Thursday, November 15, 2007

Key Observations - Service Reusability - Does it really work?

From my experience, on SOA projects reuse was mostly accomplished with technical services/ infrastructure services. However, it is the business service reuse that we are struggling with as the Lines of Business (LoB)/ business units feel that their sub-set of the business logic is very unique. The problem is that most of these business services are rendered non-reusable due to the fact that they include both business logic and process sequencing logic into the same code base and it is the later that is unique to the LoB and not the business logic. Also, we have achieved greater degree of reusablitiy in terms of data access and informational services and not so much business function services that are a higher level class of services.

I would like to hear about what your experience has been with regards to service reusablity. Have you been able accomplish this.

Thanks,
surekha -

2 comments:

Lou Springer said...

Service reuse is the most successful when the focus stars with reusable underpinning services begging for standardization. Enterprises leave a lot of money and operational capability on the table by not starting here.

This has to extend beyond simple constraints on vendor package acceptance to standards governing all operational areas: configuration, deployment, backup and recovery, monitoring, operational management, etc.

Examples of where more needs to be done are centralized, homogeneous management of application server farms, database instance management and so forth. We allow a lot of non-value added diversity in these areas, where in contrast we disallow this diversity in things like acceptable network protocols, mail services, network file services and so forth.

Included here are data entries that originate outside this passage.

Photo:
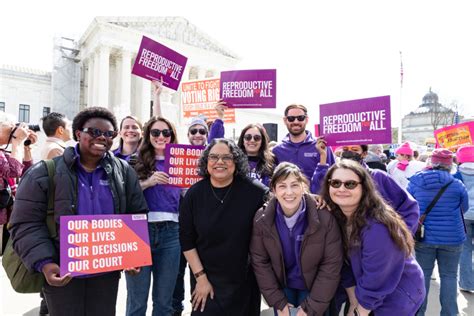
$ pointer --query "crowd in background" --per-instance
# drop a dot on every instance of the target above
(307, 226)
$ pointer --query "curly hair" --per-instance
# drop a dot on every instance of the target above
(89, 113)
(266, 164)
(371, 206)
(240, 159)
(146, 153)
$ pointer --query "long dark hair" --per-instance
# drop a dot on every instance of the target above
(240, 159)
(136, 121)
(266, 163)
(371, 205)
(146, 153)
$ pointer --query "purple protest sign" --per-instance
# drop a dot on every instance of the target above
(181, 164)
(363, 121)
(100, 243)
(249, 88)
(155, 61)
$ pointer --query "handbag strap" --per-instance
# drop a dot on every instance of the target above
(51, 194)
(432, 204)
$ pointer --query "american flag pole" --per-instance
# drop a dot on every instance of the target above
(400, 105)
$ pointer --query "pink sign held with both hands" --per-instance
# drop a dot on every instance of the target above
(155, 62)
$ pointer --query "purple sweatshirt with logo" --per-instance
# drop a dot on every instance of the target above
(291, 246)
(386, 281)
(303, 154)
(162, 198)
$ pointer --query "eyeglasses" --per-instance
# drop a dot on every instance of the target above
(158, 132)
(350, 185)
(225, 158)
(300, 118)
(95, 132)
(194, 131)
(248, 137)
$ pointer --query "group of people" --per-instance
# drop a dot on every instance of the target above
(305, 228)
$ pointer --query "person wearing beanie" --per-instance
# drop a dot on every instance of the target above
(402, 168)
(443, 226)
(465, 173)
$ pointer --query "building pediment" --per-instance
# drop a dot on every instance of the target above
(176, 29)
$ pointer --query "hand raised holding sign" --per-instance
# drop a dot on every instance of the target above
(51, 274)
(321, 147)
(221, 106)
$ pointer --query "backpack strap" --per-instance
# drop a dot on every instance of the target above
(50, 165)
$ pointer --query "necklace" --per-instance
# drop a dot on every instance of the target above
(225, 195)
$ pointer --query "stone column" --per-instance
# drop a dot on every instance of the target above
(90, 80)
(103, 80)
(125, 62)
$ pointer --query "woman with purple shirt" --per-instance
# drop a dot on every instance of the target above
(382, 276)
(253, 141)
(163, 203)
(296, 247)
(89, 180)
(130, 137)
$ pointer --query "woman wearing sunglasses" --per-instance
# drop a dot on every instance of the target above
(130, 133)
(253, 141)
(89, 181)
(296, 247)
(163, 202)
(381, 276)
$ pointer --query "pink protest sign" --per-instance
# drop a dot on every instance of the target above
(363, 121)
(155, 61)
(454, 136)
(181, 164)
(249, 88)
(100, 243)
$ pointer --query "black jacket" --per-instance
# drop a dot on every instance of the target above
(28, 227)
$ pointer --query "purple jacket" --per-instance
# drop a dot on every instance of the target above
(401, 201)
(303, 154)
(386, 281)
(217, 130)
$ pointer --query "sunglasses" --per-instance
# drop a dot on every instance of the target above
(350, 185)
(225, 158)
(194, 131)
(300, 118)
(248, 137)
(158, 132)
(95, 132)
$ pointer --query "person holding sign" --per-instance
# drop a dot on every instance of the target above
(293, 227)
(216, 217)
(442, 228)
(299, 146)
(89, 181)
(381, 276)
(163, 202)
(130, 137)
(253, 141)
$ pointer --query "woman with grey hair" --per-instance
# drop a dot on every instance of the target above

Although focus on these issues won't implement the typical vision of SOA by itself, it will certainly form a basis for greater success based on the development of the required operational and business capabilities, such as governance, service management and technical synthesis.

Ashok Kumar said...

The problem is that services are developed as part of some application project. No matter how much attentiion is paid to make a service generic, some application specific logic creeps in, rendering a service not quite re-usable. In order to be re-usable, a service must be kept free of application or process context.